Don’t blindly trust LLM output. Define JSON schemas upfront and validate every piece of AI-generated research before it enters your pipeline.

For every JSON file the AI produces (research results, alternative mappings, migration notes), define a schema with required fields, valid enum values, and structural constraints. Then write a validation script that checks every entry against it. (Or ask the AI to generate the validator for you.)

Express these rules as a JSON Schema document and validate with any standard validator. When entries fail, re-prompt only the failed ones instead of the whole batch.
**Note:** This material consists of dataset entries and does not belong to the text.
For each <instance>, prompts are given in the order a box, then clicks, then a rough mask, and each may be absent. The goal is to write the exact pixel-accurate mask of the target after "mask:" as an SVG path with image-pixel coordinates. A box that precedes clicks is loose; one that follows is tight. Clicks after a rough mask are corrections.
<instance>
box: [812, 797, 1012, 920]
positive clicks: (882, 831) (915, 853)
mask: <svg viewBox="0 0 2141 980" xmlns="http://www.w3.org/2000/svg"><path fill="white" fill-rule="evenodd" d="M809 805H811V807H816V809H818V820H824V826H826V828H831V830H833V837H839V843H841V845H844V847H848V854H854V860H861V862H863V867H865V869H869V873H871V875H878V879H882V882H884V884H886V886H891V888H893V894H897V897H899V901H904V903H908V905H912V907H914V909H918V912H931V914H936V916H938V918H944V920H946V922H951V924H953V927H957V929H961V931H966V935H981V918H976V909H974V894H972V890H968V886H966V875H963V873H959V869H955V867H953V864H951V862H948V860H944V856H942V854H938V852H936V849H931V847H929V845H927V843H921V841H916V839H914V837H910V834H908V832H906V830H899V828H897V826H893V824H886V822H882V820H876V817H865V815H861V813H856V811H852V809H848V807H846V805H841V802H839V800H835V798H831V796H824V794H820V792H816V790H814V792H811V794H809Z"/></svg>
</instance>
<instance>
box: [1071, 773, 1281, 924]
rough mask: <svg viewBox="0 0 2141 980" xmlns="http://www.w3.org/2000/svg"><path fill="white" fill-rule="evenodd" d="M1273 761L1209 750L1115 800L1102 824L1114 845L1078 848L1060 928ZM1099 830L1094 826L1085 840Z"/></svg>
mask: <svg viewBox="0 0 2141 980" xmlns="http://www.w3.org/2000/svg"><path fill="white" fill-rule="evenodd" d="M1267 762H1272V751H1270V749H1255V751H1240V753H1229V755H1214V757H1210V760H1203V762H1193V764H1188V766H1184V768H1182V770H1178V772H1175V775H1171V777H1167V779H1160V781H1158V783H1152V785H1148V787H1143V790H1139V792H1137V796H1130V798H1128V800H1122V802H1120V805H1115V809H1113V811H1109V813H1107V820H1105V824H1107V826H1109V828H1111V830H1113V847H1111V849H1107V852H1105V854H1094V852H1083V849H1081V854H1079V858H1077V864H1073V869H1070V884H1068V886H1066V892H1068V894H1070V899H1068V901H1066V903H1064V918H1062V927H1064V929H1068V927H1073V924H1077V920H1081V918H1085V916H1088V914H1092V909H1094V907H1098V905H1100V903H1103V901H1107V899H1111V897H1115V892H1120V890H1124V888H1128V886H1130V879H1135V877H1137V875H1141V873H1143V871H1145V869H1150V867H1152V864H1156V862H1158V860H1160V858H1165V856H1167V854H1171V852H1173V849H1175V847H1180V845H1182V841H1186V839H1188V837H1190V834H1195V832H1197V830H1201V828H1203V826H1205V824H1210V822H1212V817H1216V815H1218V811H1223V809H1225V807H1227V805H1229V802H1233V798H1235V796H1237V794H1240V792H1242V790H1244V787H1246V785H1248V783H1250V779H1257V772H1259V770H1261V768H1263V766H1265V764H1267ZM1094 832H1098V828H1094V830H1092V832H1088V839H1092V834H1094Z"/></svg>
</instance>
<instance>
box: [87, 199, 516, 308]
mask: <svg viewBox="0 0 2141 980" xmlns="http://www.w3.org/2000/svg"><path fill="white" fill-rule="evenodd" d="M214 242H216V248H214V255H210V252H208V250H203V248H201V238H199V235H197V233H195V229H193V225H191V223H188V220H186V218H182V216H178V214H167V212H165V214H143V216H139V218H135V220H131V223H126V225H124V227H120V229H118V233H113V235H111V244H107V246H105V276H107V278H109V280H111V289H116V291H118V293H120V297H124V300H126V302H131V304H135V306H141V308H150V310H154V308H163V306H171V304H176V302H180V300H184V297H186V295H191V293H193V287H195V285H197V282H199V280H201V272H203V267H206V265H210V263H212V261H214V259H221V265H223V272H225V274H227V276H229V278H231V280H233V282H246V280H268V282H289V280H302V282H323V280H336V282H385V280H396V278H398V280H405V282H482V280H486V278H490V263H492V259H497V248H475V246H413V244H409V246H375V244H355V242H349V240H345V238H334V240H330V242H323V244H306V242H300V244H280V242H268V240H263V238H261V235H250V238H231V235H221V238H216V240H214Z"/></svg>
This works at every stage: validating the dependency list from Layer 1, the research output from Layer 2, and the final report that combines both.

TL;DR

  1. List your dependencies. Parse libs.versions.toml or use a Gradle init script to extract all resolved coordinates.
  2. Check KMP support with scripts. Fetch Gradle Module Metadata (.module files) from Maven repos. No AI needed.
  3. Use AI agents for alternative research. Let the agent group dependencies, launch parallel subagents, and output structured JSON with alternatives and categories.
  4. Validate with JSON schemas. Enforce structure on all AI output before trusting it.
  5. Cache research as JSON files. Build a knowledge base that persists across sessions and feeds future work.

Scripts handle the facts. AI handles the research. Schemas keep it honest.